Their conservatism may be only senseless inertia in many, still, as a whole, they play a most salutary and important part in checking the mad career of rampant reformers, born too long before their time.

The chronic aversion which a majority of the profession entertain to departing from the ancient landmarks which their fathers have established, operates as a clog to the progressive movements of the age. Old lawyers object to legal reforms, because they very naturally prefer the time-honored system to learning a new practice in which they have had no more experience than the more youthful members of the bar. Their ideas have run so long in the rut of precedent, that they cannot be diverted to meet the wants of a changing society, and adapt themselves to the reforms of a more enlightened age. What may be an offspring of barbarism, they often look upon as the wisdom of centuries. Then, again, many regard the law as a dextrous foil to thurst or parry with, as occasion requires, and never dream that it may serve the great ends of humanity and public benefaction.

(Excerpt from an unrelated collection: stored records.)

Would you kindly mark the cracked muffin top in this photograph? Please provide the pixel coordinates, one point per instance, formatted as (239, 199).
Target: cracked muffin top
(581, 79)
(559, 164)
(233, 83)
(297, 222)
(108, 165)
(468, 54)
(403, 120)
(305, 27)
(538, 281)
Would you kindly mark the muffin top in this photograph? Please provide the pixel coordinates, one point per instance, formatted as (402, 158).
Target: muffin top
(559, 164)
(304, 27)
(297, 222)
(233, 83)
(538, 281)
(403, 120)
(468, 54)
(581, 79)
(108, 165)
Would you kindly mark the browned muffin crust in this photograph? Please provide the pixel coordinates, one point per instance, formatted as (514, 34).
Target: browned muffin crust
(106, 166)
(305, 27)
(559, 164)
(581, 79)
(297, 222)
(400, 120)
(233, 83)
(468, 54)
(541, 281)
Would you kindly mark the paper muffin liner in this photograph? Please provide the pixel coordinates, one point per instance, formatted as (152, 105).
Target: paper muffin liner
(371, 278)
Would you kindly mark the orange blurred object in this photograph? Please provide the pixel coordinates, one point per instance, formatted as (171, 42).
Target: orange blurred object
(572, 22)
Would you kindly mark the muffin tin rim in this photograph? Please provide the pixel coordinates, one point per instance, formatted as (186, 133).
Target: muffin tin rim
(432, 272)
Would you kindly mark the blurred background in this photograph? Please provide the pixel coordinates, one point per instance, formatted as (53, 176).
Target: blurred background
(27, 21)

Let us now take a glance at the present aspect of this profession, and compare it, in point of ability, character and accomplishments, with what it was in the earlier days of our Republic.

Not many months gone by, two of the brightest stars in the galaxy of legal talent dropped from their places, and left it almost in utter darkness. Rufus Choate and Nicholas Hill were, at the periods of their decease, concededly the ablest representatives of their profession. Choate, as a brilliant advocate and exemplar of forensic eloquence, a lawyer who sweetened his judicial acquirements with the amenities of art, literature and science, was without a rival in the Union ; Hill, as a profound jurist, a subtle analyzer of legal principles, an enthusiastic delver in the mines of precedent, and a logician that carried conviction to the minds of the bench, was without a compeer in the annals of the bar. Both have passed away, and their loss creates the same permanent vacancy in the bar that the death of Webster and Clay occasioned in the Senate.

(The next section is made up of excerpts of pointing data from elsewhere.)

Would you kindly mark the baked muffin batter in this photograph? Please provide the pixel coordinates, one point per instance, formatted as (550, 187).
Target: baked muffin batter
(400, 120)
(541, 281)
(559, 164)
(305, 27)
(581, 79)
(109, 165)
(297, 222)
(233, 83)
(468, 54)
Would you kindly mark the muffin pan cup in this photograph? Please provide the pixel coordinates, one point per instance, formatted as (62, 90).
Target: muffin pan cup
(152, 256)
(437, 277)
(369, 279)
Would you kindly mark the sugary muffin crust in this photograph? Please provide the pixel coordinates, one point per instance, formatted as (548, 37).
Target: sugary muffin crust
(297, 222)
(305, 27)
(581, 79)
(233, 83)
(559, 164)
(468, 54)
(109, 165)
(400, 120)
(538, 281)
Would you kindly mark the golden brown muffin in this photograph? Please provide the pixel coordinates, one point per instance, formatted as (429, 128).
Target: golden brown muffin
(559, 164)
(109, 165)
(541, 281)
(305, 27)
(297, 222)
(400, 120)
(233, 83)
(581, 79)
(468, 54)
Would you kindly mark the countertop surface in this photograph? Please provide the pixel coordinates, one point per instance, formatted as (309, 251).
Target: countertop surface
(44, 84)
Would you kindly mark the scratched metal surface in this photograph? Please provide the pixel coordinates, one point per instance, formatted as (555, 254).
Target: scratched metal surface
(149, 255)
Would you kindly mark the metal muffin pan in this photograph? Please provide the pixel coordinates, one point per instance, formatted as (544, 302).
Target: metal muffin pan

But if we take a more extended view of the legal fraternity of to-day, and judge of it as a whole, and not by its most distinguished votaries, it will appear, I think, that the average character and ability of this class of men have essentially deteriorated during the last thirty years.

The law was once reckoned among the learned professions, but it is less worthy that rank now than formerly. In the days of Wirt, Pinckney, Otis and Henry; and later, when Marshal, Kent and Story shed a dazzling lustre over the profession they adorned, it must have been something of an honor to have been a member of the bar in good standing. Now the titles of attorney and counsellor give no particular prestige to their possessor, and they are no longer suggestive of the same admirable qualities that were implied by the in former times. It is not a very great achievement to get admitted to practice now, but the labor requisite to become a good lawyer can never be diminished Years ago, the legal student was required to pass through a preparatory course of seven years, studying the classics four and the law three years. He was then admitted as an attorney, and after three years' actual practice, took the degree of counsellor.

The discipline and thorough training which this long term of study involved, necessarily imparted something like adequate qualification to the youngest practitioner, and inspired a kind of confidence in his first clients. But how is it now? Lawyers are made with quite as much facility as doctors, and both can get a license to bleed people for about the same sacrifice of time and money.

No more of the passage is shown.